Folders organization in Data Lake

Data Warehouse
- A data warehouse is a centralized repository of integrated, structured, historical data from various sources within an organization. It is designed to support business intelligence (BI) and analytical processes, enabling organizations to make informed decisions based on a holistic view of their data. Data warehouses provide a foundation for data analysis, reporting, and data mining, allowing users to extract insights and patterns from large datasets.
- The common design of data warehouses incorporates a staging area where raw data is extracted from various sources using ETL tools like Informatica PowerCenter, SSIS, Data Stage, Talend, and more. The extracted data is then transformed into a data model within the data warehouse, either using an ETL tool or SQL statements. There are several architectural approaches to design a data warehouse, including the Inmon, Kimball, and Data Vault methodologies.
Modern Data Warehouse
A modern data warehouse is an evolved and technologically advanced version of the traditional data warehouse, designed to handle the challenges posed by the ever-increasing volumes of data, diverse data sources, and the need for real-time analytics. It leverages modern technologies and architectures to provide greater agility, scalability, and flexibility in data management and analytics.

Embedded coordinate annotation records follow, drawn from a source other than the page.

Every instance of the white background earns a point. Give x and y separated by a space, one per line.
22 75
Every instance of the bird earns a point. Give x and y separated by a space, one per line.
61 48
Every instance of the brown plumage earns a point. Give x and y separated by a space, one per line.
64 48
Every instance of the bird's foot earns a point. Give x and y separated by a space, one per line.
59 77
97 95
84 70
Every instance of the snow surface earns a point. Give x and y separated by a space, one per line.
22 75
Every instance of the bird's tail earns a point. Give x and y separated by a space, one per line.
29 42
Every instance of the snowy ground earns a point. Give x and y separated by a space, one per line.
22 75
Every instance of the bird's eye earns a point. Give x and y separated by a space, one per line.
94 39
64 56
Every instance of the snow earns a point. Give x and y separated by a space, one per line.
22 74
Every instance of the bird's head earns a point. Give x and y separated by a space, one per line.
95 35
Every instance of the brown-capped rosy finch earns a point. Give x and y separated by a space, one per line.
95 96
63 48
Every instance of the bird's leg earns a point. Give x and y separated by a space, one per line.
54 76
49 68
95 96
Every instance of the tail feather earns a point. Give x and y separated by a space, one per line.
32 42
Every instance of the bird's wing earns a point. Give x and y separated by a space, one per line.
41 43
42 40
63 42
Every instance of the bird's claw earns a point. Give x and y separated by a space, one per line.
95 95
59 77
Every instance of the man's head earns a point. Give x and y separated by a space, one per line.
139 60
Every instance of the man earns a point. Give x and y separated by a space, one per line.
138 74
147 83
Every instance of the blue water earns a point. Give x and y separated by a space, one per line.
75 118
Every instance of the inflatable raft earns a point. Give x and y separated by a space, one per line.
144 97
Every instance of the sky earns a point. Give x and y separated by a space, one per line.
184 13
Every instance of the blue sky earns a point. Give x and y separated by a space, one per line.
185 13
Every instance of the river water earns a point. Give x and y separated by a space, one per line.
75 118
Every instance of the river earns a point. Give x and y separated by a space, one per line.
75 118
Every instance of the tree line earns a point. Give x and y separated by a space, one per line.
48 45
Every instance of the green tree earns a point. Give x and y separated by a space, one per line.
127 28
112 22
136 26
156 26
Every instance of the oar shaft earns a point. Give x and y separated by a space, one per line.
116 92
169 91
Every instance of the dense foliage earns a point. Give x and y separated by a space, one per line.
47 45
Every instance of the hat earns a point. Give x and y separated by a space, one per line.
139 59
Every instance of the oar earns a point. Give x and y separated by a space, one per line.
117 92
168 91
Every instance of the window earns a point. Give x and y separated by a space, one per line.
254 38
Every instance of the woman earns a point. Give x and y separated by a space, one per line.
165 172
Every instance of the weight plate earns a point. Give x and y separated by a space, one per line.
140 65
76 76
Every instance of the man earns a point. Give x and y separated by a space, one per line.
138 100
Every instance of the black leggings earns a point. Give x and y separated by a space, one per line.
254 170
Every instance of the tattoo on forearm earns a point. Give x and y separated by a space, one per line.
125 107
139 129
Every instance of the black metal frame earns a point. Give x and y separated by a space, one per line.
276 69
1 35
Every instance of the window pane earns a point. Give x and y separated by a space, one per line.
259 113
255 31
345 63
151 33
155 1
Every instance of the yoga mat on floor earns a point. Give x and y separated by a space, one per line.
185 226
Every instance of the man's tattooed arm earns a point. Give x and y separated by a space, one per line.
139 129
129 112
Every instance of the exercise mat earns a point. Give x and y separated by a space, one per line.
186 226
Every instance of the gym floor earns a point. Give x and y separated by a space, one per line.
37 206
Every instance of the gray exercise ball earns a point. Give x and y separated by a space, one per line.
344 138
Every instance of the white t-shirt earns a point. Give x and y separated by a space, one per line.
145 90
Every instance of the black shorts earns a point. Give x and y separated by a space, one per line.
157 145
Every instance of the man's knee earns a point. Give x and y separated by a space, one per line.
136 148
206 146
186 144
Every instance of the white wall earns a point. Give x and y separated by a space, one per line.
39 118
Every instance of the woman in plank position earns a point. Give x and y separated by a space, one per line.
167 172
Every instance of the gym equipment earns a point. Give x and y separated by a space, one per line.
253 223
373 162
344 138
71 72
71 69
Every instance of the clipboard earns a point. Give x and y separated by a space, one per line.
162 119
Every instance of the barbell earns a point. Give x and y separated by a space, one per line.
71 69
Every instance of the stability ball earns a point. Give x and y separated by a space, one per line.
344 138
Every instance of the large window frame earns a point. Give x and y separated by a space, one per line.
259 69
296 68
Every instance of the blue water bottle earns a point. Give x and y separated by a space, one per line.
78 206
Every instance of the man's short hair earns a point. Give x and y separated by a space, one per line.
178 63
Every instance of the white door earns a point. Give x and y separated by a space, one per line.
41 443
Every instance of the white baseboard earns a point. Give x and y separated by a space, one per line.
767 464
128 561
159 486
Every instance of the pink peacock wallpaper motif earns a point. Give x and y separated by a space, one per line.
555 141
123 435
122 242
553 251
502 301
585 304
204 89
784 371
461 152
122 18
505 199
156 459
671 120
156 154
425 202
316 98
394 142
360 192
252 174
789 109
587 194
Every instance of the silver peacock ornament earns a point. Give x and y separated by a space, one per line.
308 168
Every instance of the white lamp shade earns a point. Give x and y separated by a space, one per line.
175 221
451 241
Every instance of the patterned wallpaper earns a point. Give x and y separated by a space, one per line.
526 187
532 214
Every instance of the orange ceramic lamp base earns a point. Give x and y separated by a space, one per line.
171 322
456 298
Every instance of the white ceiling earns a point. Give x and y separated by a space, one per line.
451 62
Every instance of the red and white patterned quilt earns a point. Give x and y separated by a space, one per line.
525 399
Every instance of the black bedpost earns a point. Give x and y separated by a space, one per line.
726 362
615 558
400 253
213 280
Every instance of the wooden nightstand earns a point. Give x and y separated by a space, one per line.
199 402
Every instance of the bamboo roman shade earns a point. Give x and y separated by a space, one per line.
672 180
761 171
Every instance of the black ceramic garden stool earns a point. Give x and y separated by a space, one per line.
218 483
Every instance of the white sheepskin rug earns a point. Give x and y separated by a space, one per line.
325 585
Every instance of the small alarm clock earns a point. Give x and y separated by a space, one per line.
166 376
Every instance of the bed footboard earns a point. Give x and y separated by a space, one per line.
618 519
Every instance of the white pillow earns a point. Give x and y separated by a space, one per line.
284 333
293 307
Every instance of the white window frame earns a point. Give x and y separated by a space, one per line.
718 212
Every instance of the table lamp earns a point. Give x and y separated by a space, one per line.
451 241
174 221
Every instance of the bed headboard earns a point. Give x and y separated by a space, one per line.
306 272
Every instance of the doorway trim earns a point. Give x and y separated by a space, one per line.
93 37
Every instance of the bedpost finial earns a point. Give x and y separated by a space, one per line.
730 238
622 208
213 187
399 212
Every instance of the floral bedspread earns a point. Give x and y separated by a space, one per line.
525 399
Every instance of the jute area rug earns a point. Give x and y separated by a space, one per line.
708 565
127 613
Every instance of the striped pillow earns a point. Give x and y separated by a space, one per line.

Two-tier Data Warehouse: Pros and Cons
Advantages:
- Data is structured, modeled, cleaned, and prepared.
- Easy access to data.
- Optimized for reporting purposes.
- Column and row-level security, data masking.
- ACID transaction support.
Disadvantages:
- Complexity and time-consuming for changes in implementation in the data model and the ETL process.
- Schema must be defined.
- Costs of the platform (depends on the database provider and type).
- Database vendor dependence (Complex in a migration from, for instance, Oracle to SQL Server).
Data Lake History
- Early Data Warehousing (1980s - 2000s): In the early days of data management, organizations relied on data warehouses to store and analyze structured data. These data warehouses were optimized for structured data, and data had to be cleaned, transformed, and loaded before it could be analyzed.
- Rise of Big Data (Mid-2000s - Early 2010s): With the explosion of digital data from various sources like social media, sensors, and logs, the limitations of traditional data warehouses became apparent. Organizations faced challenges in handling unstructured and semi-structured data. Technologies like Hadoop emerged to address these challenges, providing distributed storage and processing capabilities.
- Introduction of Hadoop and NoSQL (Early 2010s): Hadoop, an open-source framework, introduced the idea of distributed storage (HDFS) and processing (MapReduce) for big data. This allowed organizations to store and process vast amounts of data across commodity hardware. NoSQL databases also gained popularity for their ability to handle diverse data types and high-speed data ingestion.
- Birth of the Data Lake (Mid-2010s): The concept of the data lake emerged as a response to the limitations of traditional data warehousing and the growing need for handling large volumes of diverse data. Data lakes aimed to store raw, unprocessed data in its native format, allowing organizations to store data without upfront transformation.
- Focus on Schema on Read (Late 2010s): Unlike traditional data warehouses that employed "schema on write," where data had to be transformed and structured before ingestion, data lakes focused on "schema on read." This means data could be ingested as-is and structured and transformed when it's read for analysis.
- Evolution of Cloud Services (2010s - Present): Cloud computing played a significant role in the evolution of data lakes. Cloud-based data lakes allowed organizations to scale storage and processing resources dynamically, making it easier to manage data growth and handle large workloads.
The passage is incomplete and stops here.